市場調査の富士経済は、2010年の国内ジェネリック医薬品(GE薬)市場が3597億円に拡大するとの予測をまとめた。医療用医薬品市場は、07年比5・6%増であるのに対し、GE薬市場は17・5%増と大幅に伸び、医療用医薬品市場の5・2%を占めると予測した。同社は「独立行政法人化前の国立病院でGE薬の処方が推進されたことやDPCの開始、処方せん様式の改定が要因」と分析している。
調査結果は、GE薬市場を薬効領域別・企業別に分析した報告書「2008年ジェネリック医薬品データブック」にまとめられたもの。10年の医療用医薬品市場は、07年に比べて5・6%増の6兆8929億円であるのに対し、GE薬市場は07年の3062億円から17・5%増の3597億円と、医療用医薬品市場の5・2%を占めるまで成長すると予測した。
特にDPC導入病院では、注射剤のGE薬を導入する施設が多いと指摘。「GE薬の注射剤市場は拡大が予測される」とした。また、GE薬の経口剤については、「注射剤と比較して切り替えが進んでいなかったが、処方せん様式改定後は生活習慣病分野を中心に実績を伸ばしている」と分析している。

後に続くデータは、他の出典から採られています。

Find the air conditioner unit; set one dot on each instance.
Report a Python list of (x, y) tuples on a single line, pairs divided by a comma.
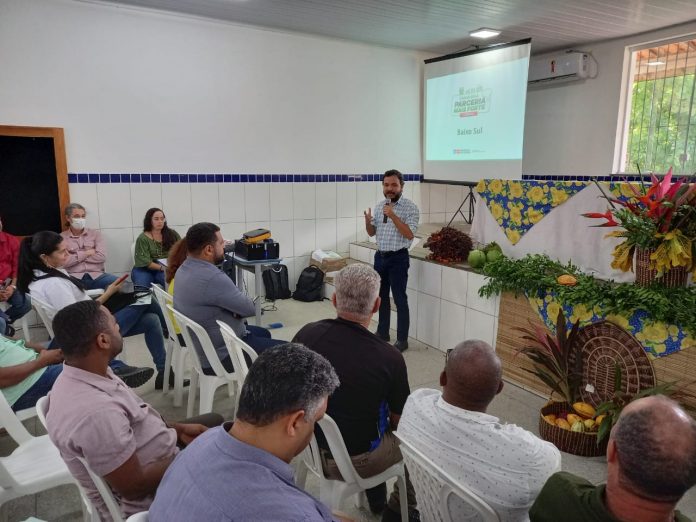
[(559, 68)]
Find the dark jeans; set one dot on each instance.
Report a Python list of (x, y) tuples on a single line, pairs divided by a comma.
[(145, 277), (258, 338), (20, 304), (101, 281), (393, 269), (148, 320), (39, 389)]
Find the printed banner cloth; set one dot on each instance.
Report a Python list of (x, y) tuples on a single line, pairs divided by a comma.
[(518, 205), (658, 339)]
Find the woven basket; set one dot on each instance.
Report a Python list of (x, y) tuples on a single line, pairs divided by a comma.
[(577, 443), (646, 276), (602, 346)]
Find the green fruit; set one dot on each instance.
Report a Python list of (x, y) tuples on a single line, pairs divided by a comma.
[(477, 258), (494, 254)]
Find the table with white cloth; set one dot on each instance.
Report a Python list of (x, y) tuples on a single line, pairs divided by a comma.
[(562, 232)]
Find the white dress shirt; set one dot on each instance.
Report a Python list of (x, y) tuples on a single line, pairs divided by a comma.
[(56, 292), (503, 464)]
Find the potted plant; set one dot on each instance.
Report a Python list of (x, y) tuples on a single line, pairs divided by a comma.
[(658, 227)]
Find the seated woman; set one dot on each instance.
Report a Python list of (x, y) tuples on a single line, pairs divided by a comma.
[(41, 273), (86, 249), (152, 246)]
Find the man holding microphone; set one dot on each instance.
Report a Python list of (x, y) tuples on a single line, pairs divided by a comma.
[(395, 223)]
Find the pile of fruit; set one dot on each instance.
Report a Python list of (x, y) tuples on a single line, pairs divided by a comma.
[(582, 418), (448, 245), (479, 257)]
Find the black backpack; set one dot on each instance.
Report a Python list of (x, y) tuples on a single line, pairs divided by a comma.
[(275, 281), (309, 285)]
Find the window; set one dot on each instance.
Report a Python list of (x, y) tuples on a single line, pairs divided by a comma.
[(661, 119)]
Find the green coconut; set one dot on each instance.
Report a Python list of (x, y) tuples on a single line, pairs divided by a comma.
[(477, 258)]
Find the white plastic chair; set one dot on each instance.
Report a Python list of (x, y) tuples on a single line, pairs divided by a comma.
[(34, 466), (207, 383), (91, 512), (333, 492), (176, 354), (237, 349), (440, 497), (23, 322)]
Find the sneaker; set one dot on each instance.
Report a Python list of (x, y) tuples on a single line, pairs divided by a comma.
[(133, 376), (159, 381), (389, 515)]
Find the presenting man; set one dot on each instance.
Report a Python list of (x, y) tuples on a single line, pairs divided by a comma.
[(395, 222)]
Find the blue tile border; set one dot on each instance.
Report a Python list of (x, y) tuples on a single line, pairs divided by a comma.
[(234, 178)]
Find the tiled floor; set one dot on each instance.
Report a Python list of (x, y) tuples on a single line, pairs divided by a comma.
[(424, 365)]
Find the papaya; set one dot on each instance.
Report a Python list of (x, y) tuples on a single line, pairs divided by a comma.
[(562, 423), (586, 411)]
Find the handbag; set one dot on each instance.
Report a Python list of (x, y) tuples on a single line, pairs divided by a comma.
[(120, 300)]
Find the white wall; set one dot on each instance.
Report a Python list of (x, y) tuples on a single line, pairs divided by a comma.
[(571, 128), (139, 91), (144, 92)]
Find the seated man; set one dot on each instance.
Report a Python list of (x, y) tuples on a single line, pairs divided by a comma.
[(19, 303), (374, 384), (205, 294), (93, 415), (241, 471), (503, 464), (86, 250), (651, 463), (27, 372)]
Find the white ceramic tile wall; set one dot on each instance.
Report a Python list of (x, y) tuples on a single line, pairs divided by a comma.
[(144, 196)]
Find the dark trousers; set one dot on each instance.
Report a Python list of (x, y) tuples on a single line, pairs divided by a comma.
[(393, 269)]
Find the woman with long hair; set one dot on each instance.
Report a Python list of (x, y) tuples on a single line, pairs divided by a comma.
[(41, 274), (152, 246)]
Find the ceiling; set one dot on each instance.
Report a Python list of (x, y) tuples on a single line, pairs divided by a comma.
[(442, 26)]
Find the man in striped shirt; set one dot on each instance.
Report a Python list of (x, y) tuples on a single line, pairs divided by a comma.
[(395, 222)]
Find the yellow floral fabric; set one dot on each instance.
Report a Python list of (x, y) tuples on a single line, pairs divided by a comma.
[(519, 205), (658, 339)]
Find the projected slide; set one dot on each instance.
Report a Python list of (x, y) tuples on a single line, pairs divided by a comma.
[(476, 115), (473, 122)]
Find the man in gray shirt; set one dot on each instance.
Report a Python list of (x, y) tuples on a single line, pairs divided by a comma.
[(241, 470), (205, 294)]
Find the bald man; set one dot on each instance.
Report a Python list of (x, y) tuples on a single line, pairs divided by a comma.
[(502, 463), (651, 463)]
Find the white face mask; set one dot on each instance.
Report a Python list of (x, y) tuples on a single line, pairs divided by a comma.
[(78, 223)]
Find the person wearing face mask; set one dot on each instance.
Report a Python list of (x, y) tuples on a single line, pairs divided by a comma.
[(395, 222), (152, 246), (86, 249), (19, 303)]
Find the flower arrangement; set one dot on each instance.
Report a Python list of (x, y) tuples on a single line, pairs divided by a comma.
[(660, 218)]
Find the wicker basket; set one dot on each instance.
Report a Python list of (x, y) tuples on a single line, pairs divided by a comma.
[(575, 442), (646, 276), (602, 346)]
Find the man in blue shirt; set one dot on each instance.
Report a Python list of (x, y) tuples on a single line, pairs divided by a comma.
[(241, 471), (394, 223)]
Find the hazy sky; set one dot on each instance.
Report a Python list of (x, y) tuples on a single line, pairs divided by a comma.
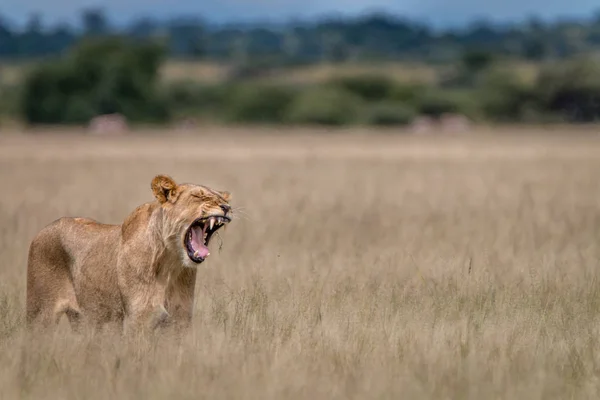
[(439, 12)]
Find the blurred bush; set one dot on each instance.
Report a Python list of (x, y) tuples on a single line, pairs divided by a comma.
[(259, 103), (325, 106), (366, 86), (571, 89), (116, 75), (389, 113), (505, 96), (98, 76), (187, 98)]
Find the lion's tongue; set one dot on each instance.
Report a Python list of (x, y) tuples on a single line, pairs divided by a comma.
[(197, 242)]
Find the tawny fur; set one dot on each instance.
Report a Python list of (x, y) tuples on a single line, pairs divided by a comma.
[(136, 274)]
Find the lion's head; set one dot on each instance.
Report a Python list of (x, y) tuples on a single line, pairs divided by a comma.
[(192, 214)]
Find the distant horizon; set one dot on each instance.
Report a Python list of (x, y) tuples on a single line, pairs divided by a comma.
[(120, 20)]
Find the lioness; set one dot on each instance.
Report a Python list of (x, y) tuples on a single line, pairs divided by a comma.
[(140, 274)]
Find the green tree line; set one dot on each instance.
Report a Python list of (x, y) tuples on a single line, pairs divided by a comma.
[(116, 74)]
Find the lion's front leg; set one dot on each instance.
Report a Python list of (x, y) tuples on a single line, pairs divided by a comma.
[(180, 301)]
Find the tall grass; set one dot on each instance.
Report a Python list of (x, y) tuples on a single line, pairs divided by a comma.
[(362, 267)]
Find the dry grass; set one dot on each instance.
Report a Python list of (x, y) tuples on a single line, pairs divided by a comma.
[(361, 267)]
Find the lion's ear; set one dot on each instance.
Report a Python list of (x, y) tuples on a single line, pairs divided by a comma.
[(164, 188), (226, 196)]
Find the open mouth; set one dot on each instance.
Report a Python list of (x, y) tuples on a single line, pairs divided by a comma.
[(199, 234)]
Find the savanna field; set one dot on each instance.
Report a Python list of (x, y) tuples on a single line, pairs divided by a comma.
[(359, 265)]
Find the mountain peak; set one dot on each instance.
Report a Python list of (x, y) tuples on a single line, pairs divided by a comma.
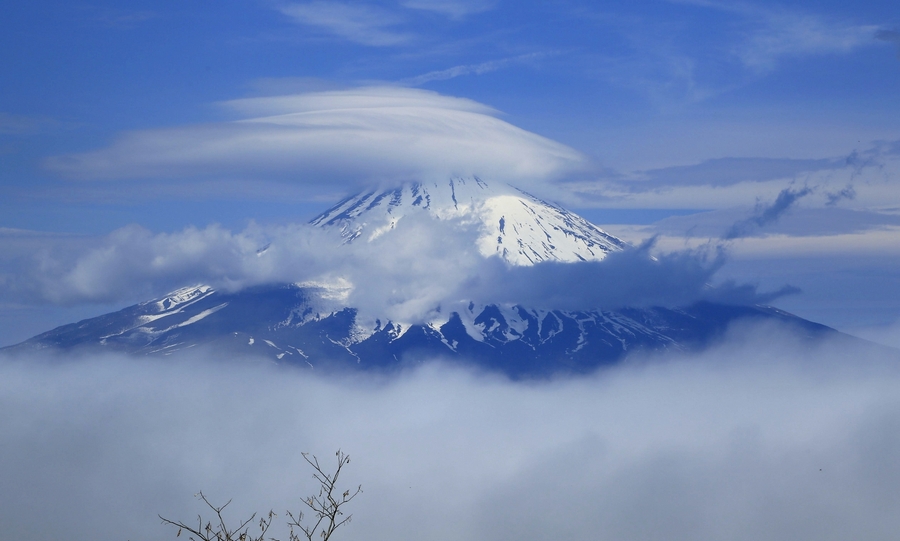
[(515, 225)]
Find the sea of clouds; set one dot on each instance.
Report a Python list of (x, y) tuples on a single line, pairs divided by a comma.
[(760, 437)]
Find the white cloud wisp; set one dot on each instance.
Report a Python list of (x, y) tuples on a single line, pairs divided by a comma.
[(352, 137), (762, 438)]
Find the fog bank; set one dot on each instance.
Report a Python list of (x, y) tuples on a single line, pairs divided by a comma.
[(758, 438)]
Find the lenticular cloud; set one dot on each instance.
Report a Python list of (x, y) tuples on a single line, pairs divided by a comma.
[(356, 136)]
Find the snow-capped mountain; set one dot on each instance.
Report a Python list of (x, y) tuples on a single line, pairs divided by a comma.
[(280, 323), (313, 325), (518, 227)]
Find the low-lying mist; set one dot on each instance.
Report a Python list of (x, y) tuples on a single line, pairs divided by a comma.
[(760, 437)]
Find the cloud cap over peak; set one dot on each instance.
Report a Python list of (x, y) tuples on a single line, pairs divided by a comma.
[(349, 137)]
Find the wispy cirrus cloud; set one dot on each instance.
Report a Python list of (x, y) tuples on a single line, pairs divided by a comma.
[(891, 36), (360, 23), (455, 9), (770, 35)]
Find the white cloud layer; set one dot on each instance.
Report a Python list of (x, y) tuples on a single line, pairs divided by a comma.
[(762, 438), (404, 276), (350, 137)]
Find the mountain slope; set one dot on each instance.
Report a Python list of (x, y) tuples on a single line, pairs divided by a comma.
[(518, 227), (312, 324), (280, 322)]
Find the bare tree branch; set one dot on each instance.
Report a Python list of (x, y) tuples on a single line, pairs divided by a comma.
[(326, 511)]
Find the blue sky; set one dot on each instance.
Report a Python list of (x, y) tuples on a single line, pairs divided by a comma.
[(636, 114)]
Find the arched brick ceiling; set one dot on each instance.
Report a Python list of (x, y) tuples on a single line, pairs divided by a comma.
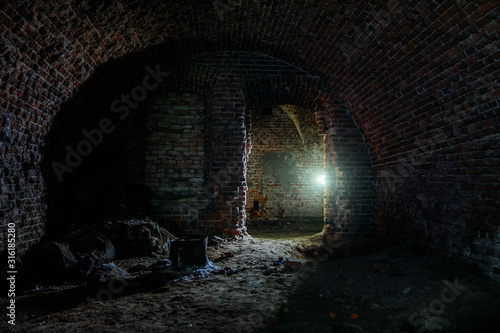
[(386, 59)]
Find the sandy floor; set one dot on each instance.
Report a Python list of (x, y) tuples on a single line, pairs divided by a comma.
[(409, 289)]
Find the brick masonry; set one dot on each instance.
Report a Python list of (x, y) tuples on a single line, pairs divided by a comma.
[(417, 78), (284, 164)]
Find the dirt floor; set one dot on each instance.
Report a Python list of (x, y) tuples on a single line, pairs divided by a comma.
[(270, 285)]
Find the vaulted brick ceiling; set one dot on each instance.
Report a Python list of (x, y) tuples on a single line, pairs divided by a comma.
[(390, 61)]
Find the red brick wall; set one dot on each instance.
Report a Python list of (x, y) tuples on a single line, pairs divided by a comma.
[(283, 169), (175, 158)]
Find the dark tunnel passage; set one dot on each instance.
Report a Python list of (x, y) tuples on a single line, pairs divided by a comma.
[(250, 166)]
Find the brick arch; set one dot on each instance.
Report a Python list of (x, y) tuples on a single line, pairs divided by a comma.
[(92, 103), (349, 193)]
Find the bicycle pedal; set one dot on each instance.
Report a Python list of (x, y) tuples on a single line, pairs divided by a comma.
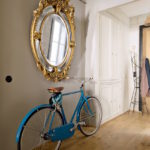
[(81, 123)]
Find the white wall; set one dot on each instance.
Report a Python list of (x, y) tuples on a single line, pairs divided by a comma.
[(93, 52), (29, 87), (135, 23)]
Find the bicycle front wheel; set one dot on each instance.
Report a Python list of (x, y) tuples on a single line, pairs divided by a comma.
[(32, 136), (90, 116)]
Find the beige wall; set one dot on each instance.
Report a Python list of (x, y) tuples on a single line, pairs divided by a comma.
[(29, 87)]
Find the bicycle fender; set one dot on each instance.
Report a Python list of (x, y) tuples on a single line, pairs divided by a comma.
[(78, 112), (25, 119)]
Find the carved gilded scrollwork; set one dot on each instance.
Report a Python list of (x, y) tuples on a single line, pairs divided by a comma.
[(66, 12)]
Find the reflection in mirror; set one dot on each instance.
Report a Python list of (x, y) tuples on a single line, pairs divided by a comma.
[(54, 39)]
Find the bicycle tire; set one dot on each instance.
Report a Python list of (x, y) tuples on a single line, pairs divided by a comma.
[(26, 146), (92, 123)]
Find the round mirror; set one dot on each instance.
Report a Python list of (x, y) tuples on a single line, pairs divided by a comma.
[(54, 39)]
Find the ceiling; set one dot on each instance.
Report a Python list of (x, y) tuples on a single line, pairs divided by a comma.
[(136, 8)]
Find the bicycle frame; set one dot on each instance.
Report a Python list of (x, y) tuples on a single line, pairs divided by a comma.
[(76, 111), (82, 99)]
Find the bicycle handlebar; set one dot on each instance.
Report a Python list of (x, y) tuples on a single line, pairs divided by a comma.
[(83, 81)]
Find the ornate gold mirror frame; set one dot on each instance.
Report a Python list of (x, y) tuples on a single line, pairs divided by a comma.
[(66, 13)]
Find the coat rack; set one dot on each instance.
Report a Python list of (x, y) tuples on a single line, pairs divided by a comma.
[(134, 99)]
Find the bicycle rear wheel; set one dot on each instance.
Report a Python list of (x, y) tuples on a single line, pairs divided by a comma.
[(90, 116), (32, 136)]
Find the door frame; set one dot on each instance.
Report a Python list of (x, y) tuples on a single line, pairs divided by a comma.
[(141, 28)]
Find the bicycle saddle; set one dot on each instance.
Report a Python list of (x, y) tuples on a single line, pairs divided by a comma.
[(55, 90)]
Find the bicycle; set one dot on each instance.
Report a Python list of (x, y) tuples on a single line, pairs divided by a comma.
[(36, 132)]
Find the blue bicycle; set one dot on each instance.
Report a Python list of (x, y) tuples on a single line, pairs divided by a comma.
[(45, 126)]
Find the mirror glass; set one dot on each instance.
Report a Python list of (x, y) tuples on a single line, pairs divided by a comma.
[(54, 39)]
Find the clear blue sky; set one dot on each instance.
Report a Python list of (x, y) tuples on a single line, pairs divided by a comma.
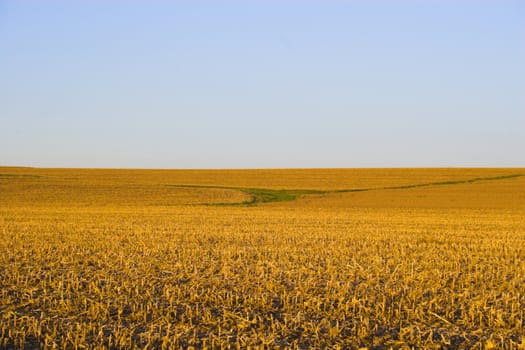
[(243, 84)]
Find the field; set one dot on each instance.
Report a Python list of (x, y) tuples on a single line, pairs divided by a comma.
[(303, 258)]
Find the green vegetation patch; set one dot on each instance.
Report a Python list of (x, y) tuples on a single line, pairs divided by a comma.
[(266, 195)]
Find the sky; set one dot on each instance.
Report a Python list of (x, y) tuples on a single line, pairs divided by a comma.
[(262, 84)]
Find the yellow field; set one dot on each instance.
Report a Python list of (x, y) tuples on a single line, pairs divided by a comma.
[(424, 258)]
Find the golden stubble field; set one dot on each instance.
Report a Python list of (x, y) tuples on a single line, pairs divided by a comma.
[(370, 258)]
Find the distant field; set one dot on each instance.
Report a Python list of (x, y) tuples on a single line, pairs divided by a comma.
[(298, 258)]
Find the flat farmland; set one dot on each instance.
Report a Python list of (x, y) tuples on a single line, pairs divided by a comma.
[(277, 258)]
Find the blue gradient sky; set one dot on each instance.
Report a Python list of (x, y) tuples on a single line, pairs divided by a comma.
[(216, 84)]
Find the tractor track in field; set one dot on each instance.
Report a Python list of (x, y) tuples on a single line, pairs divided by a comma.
[(267, 195)]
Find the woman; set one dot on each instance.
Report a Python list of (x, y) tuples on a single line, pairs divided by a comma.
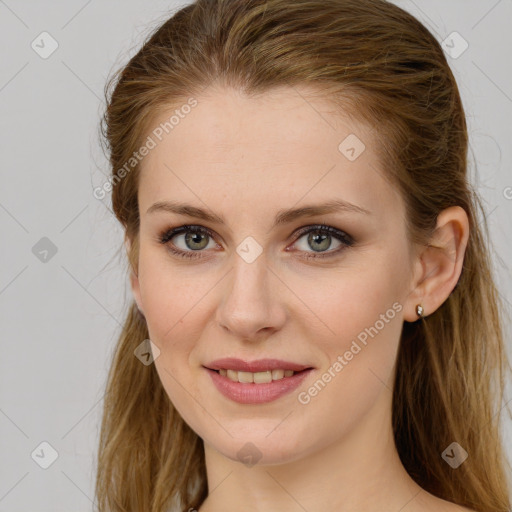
[(307, 260)]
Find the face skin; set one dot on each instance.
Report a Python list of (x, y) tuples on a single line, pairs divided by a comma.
[(246, 159)]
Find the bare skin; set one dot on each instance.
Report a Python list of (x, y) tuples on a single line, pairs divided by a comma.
[(246, 159)]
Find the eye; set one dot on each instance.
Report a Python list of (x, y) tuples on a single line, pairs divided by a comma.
[(197, 238), (194, 240), (320, 238)]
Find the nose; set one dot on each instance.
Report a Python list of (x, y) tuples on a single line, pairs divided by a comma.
[(251, 306)]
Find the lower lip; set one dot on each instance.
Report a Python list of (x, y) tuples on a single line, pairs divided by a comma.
[(251, 393)]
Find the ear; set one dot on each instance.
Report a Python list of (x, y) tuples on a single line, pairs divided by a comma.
[(134, 279), (439, 265)]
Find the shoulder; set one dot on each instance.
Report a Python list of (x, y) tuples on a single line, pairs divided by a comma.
[(431, 503)]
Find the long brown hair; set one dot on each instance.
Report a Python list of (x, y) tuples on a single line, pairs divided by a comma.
[(381, 65)]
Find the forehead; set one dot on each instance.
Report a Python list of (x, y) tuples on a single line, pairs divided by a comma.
[(276, 149)]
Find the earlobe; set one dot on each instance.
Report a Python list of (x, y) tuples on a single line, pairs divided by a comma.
[(441, 263)]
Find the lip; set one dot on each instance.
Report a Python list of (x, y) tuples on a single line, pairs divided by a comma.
[(251, 393), (261, 365)]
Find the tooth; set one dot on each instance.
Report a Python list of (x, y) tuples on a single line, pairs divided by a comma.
[(245, 377), (263, 377), (233, 375), (277, 374)]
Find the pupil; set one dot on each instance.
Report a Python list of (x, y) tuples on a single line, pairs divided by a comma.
[(195, 239), (319, 239)]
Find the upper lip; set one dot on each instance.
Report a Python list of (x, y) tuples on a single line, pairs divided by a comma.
[(261, 365)]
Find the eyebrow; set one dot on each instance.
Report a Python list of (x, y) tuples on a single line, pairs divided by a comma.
[(283, 216)]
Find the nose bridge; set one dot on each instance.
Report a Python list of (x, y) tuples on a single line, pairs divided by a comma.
[(249, 303)]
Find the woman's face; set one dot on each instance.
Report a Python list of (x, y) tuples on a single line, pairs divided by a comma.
[(260, 289)]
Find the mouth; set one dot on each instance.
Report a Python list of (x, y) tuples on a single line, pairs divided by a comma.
[(264, 377), (256, 387)]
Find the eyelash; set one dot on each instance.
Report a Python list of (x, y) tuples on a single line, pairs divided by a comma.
[(165, 237)]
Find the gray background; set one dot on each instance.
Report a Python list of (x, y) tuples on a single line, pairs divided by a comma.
[(60, 318)]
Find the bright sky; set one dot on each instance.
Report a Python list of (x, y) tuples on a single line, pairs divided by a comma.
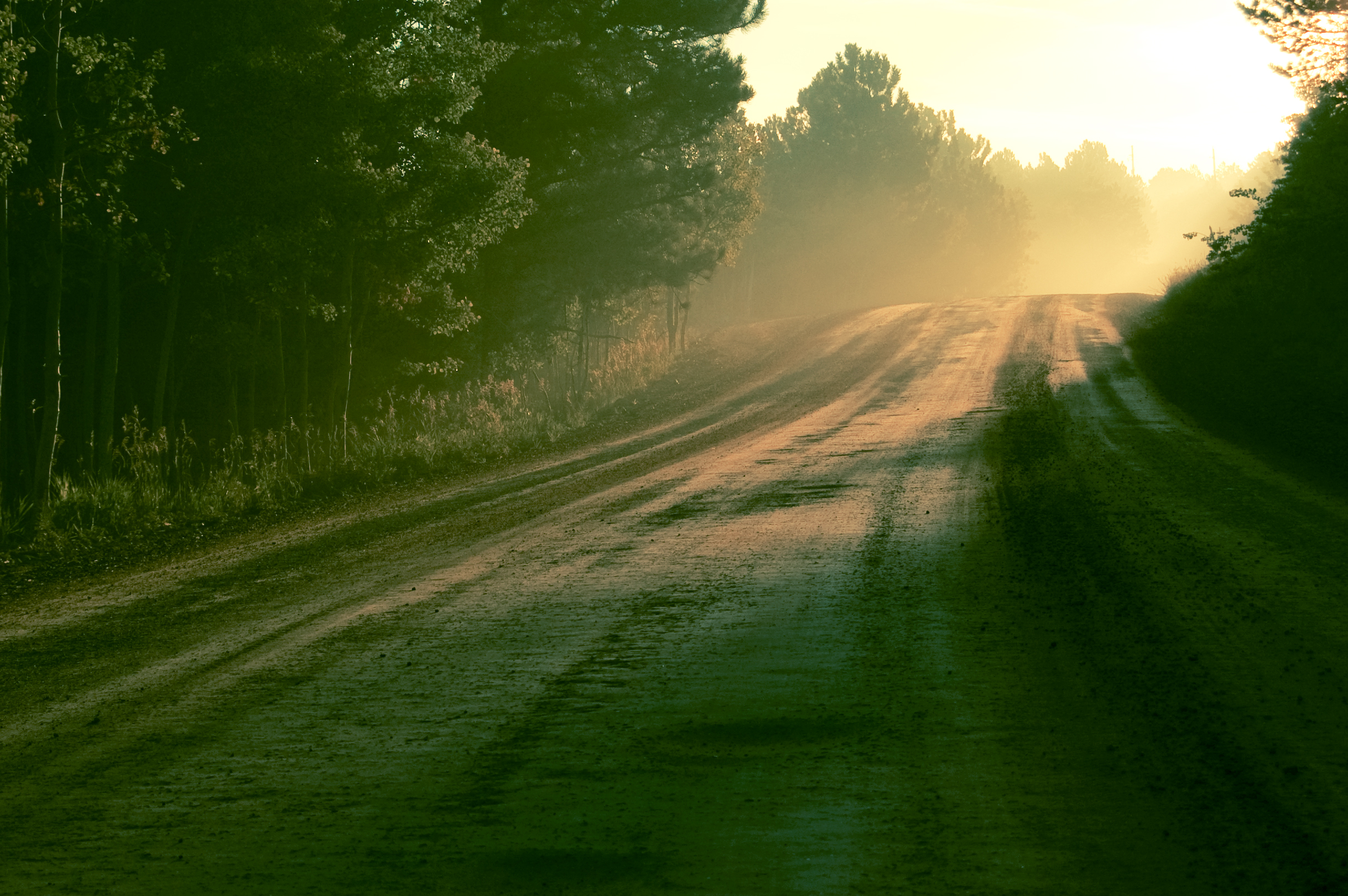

07年の医療用医薬品市場で、GE薬の構成比が高い領域を薬効領域別に見ると、消毒剤(含嗽剤含む)・褥瘡治療剤が20・1%と最も高かった。次いで輸液製剤・栄養剤・ビタミン剤(生理食塩水を除く)17・8%、痛風・高尿酸血症治療剤16・4%、抗ウイルス剤13・0%と続いている。
市場規模を見ると、07年では輸液製剤・栄養剤・ビタミン剤(保険点数上、後発品扱いの製品含む)が446億円と最大で、降圧剤以外のその他循環器用剤が346億円と続いた。
一方、10年に市場の伸びが大きい薬効領域は、降圧剤が07年比65・7%増の300億円、統合失調症治療剤が61・1%増の29億円、糖尿病治療剤が57・7%増の82億円、抗癌剤が54・9%増の175億円などと予測した。
同社は「大型製品の特許切れによるGE薬の発売、DPC導入病院での採用増によって、それぞれGE薬市場の拡大が予測される」と分析している。
ただ、抗癌剤については、「最新の先発医薬品が市場の上位を占めていることから、GE薬の構成比は低い」と指摘。先発品企業がGE薬の販売を開始し、専門MRによるプロモーション活動を行っていることを挙げ、「今後もGE薬の採用が進めばGE薬市場が伸長する」と見通した。
しかし一方で、同社は「抗癌剤は専門的な情報提供を要求される領域であるため、市場にGE薬の存在感を確立できる企業は他領域よりも少ない」との予測を示している。